Hacker News new | ask | show | jobs
by Ragib_Zaman 2651 days ago
An 'online' mean calculation might resolve some of the common issues. Something like -

  def mean(ls):
      mu = 0.0
      for i, x in enumerate(ls):
          mu = i/(i+1) * mu + x/(i+1)
      return mu
4 comments

Even better if you can afford to sort the data and use a high precision type for mu. The algorithm will not be online any more and for python real numbers are usually double in practice. But in a constraint system where one has to work with float32, just using float64 for mu helps.

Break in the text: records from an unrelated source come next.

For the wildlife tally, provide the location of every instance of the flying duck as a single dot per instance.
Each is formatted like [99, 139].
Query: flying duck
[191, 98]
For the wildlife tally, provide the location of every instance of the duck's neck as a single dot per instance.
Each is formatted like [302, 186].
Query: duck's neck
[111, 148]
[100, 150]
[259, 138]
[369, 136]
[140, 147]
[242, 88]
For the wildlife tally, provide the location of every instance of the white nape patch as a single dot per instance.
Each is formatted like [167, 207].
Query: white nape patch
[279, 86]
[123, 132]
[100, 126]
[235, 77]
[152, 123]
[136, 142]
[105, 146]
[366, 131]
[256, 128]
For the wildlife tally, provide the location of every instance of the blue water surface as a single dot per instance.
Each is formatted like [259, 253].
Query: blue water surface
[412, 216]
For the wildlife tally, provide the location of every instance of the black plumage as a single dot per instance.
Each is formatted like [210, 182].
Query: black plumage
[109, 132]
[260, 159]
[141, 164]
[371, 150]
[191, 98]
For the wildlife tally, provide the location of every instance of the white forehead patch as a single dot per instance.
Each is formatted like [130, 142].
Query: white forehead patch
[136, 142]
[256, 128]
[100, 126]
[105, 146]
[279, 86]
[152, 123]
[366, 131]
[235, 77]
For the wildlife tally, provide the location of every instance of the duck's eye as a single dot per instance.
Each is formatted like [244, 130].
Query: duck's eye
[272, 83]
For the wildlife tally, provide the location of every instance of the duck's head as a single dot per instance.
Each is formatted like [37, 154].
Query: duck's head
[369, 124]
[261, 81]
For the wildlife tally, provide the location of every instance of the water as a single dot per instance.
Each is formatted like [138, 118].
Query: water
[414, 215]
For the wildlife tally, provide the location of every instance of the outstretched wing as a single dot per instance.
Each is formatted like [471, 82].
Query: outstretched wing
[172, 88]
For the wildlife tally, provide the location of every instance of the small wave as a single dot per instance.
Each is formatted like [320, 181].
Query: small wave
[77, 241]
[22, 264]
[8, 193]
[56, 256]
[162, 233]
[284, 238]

    mu = mu + (x - mu) / (i+1)
This is more natural when written in C:

    mu += (x - mu) / (i+1)
How much precision loss is to be expected here?
Good point. The precision loss will be pretty bad if the numbers added above have greatly different magnitudes, which could occur if the next number (x) is very different to the current mean (mu), or if the list is very long. The first issue could be partially mitigated by sorting the list first. If the list is very long, the above algorithm will necessarily add numbers of quite different magnitudes, but employing something like Kahan summation - https://en.wikipedia.org/wiki/Kahan_summation_algorithm , could partially mitigate that issue as well.
It is proportional to the number of terms in the sum. Kahan summation has a tighter error bound.
How is that different from the second example?
That you don't have to know the number of elements to sum at start. But I think the precision loss is even greater this way.